When, by agreement, parties deliberately place themselves in a potential deadlock situation, they do so because they believe that this is the best bargain they can obtain for the protection of their interests. Under such circumstances the courts may not redraw their arrangement. (Sterling Ind. v. Ball Bearing Pen Corp., 298 N. Y. 483, 491 [1949].) In the Sterling case each of the parties had two representatives on a four-man board of directors, and the Court of Appeals held that the president of the corporation could not bring an action in the corporation’s name when the board was evenly divided as to whether the action should be authorized.

The petitioners assert that they must have cocounsel in order to have access to agreements that the Commissioner of Baseball is considering as to radio and television rights to the World Series and the All-Star G-ame. These agreements constitute the primary source of revenue for the Pension Plan, but the Commissioner has thus far refused to give the player representatives access to them.
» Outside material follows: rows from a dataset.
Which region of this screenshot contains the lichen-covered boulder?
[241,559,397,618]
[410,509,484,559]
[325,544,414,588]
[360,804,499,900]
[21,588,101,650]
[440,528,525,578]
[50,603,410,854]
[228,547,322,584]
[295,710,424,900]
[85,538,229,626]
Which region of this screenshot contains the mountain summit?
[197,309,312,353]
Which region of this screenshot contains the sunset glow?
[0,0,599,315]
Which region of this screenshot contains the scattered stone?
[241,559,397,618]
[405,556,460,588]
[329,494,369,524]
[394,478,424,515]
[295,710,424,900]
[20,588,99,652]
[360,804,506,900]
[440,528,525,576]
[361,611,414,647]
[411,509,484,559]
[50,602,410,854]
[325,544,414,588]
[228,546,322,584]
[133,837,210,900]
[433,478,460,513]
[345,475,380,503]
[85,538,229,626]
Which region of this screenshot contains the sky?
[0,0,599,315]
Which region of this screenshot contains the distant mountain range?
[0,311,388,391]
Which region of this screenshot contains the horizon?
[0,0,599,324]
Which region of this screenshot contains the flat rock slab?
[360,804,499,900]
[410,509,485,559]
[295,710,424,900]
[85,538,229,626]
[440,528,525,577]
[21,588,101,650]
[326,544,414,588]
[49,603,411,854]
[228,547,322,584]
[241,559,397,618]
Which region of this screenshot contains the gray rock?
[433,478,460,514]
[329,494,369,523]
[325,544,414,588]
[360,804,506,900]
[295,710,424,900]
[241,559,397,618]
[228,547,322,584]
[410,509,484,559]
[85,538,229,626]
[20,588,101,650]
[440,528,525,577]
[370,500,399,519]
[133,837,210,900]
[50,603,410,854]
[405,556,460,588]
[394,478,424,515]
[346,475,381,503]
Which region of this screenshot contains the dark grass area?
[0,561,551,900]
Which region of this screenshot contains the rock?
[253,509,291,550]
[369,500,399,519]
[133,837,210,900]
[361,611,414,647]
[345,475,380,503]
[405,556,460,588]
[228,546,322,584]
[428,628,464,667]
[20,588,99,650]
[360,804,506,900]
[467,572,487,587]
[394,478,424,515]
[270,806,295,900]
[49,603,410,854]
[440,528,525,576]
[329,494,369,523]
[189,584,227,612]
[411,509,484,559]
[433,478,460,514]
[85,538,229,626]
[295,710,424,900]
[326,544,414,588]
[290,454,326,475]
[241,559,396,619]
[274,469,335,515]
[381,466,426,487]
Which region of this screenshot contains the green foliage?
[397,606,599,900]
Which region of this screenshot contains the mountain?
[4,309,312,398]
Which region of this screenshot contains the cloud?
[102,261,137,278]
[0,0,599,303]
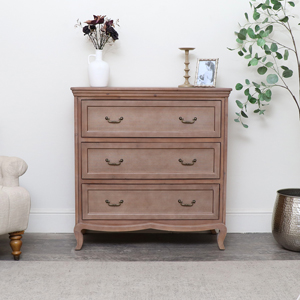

The petitioners also assert that White & Case are not independent because they have at times done some legal work for some club owners, on non-baseball matters, and that this fact was not known to the player representatives when they acquiesced in the choice of White & Case as counsel.

However, I am not here called on. to decide whether the player representatives are entitled to access to the World Series and All-Star Game television and radio contracts, or whether they are entitled to participate in the negotiation of them. Nor am I called on to decide what the status of White & Case is. Finally, I am not called on to decide whether the present controversy is arbitrable. The only question here is whether, when the parties have agreed to require concurrence by three of the four members of the committee before any action is taken, this court may rewrite their agreement to require concurrence by only two members. I hold that this court may not do so.

Accordingly, the petition is dismissed.